Wednesday, September 24, 2008

The Race to Save the Lord God Bird (copy)

It was known by many different names: Kent, White-Back, Pate, Poule de bois, Van Dyke, etc.. It depended on which part of the South one dwelt. In the late 1800s one name began to take prominence. From the Eastern seaboard to the Mississippi Gulf it became known as the Lord God Bird after one dumbstruck observer announced, “Lord God, what a bird!”

Notice, I am using the past tense, for this bird is now extinct. The last official sighting of an Ivory-Billed Woodpecker or Campephilus principalis was 1944. Local ornithologists were checking on a female daily at John’s Bayou in the Singer Tract of Louisiana when a windstorm blew down her ash tree home, and she was never seen again.

There were two main factors which led to the demise of this magnificent species. One factor was attributed to the bird itself. If only its plumage and size were not so incredible. Ladies wanted to decorate their hair and hats with the long black and white feathers as was the style. The other factor was our growing need in America for wood. The rebuilding of Chicago after the 1871 fire left only 10 years of lumber in Michigan, Wisconsin, and Minnesota. The Yankees looked southward for the housing boom.

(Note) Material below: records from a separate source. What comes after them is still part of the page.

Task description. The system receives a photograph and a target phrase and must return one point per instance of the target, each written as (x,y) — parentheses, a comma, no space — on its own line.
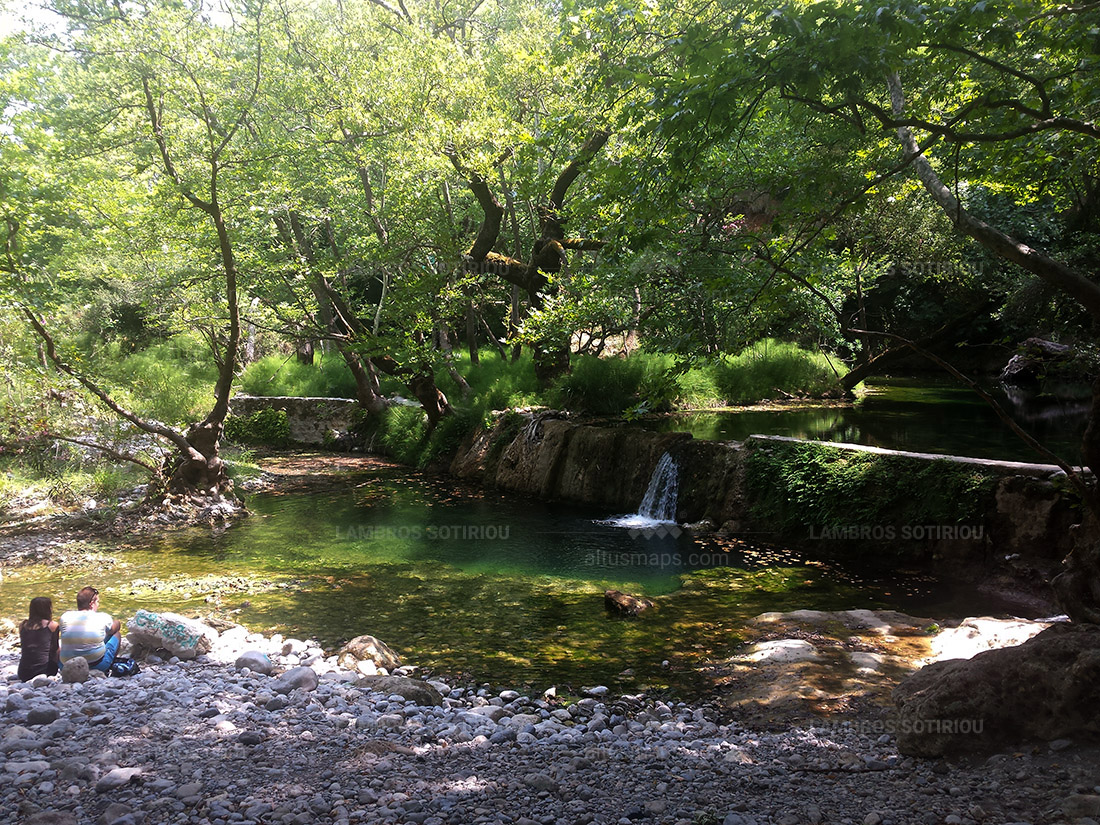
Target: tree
(994,95)
(150,103)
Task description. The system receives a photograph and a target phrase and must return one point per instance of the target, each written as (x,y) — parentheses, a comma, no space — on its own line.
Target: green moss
(796,486)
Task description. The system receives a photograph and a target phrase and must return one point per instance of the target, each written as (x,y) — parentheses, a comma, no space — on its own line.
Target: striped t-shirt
(84,633)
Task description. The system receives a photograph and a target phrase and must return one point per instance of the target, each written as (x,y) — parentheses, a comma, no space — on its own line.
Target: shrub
(266,427)
(278,375)
(773,367)
(611,386)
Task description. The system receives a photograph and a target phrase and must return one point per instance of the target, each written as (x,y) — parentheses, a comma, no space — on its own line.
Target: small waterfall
(658,508)
(660,501)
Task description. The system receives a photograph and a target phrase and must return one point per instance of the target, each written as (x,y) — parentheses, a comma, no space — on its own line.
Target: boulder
(624,604)
(367,649)
(1046,689)
(255,661)
(411,690)
(178,635)
(1030,364)
(75,670)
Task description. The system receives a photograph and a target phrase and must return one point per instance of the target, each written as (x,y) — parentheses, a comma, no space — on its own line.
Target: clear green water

To some extent, the researchers also played a role in the bird’s extinction. In the early years of birding, scientist had to kill the birds in order to study them. They did not have the luxury of photography, moving pictures, or recorded sound. Hunters were paid four or five dollars for a specimen by a middleman who then charged 10 to 12 dollars to scientists or curators. The white-bill brought in many greenbacks which led to hundreds slaughtered in a week’s time. John James Audubon once took delivery of an adult male and female, plus juvenile along with the tree trunk and nest in which they lived.

I gleaned all this knowledge and more from Phillip Hoose’s The Race to Save the Lord God Bird. Written for high school students, the book is filled with over 70 photographs including one taken of Audubon’s painting of the woodpecker family mentioned earlier.

According to this book, published in 2004, the bird is extinct, but some birdwatchers feel differently. There are three books written on an adult level dealing with this subject: Ivorybill Hunters by Geoffrey E. Hill, Stalking the Ghost Bird by Michael K. Steinberg, and The Grail Bird by Tim Gallagher.

How nice it would be to rediscover this bird in the wilds!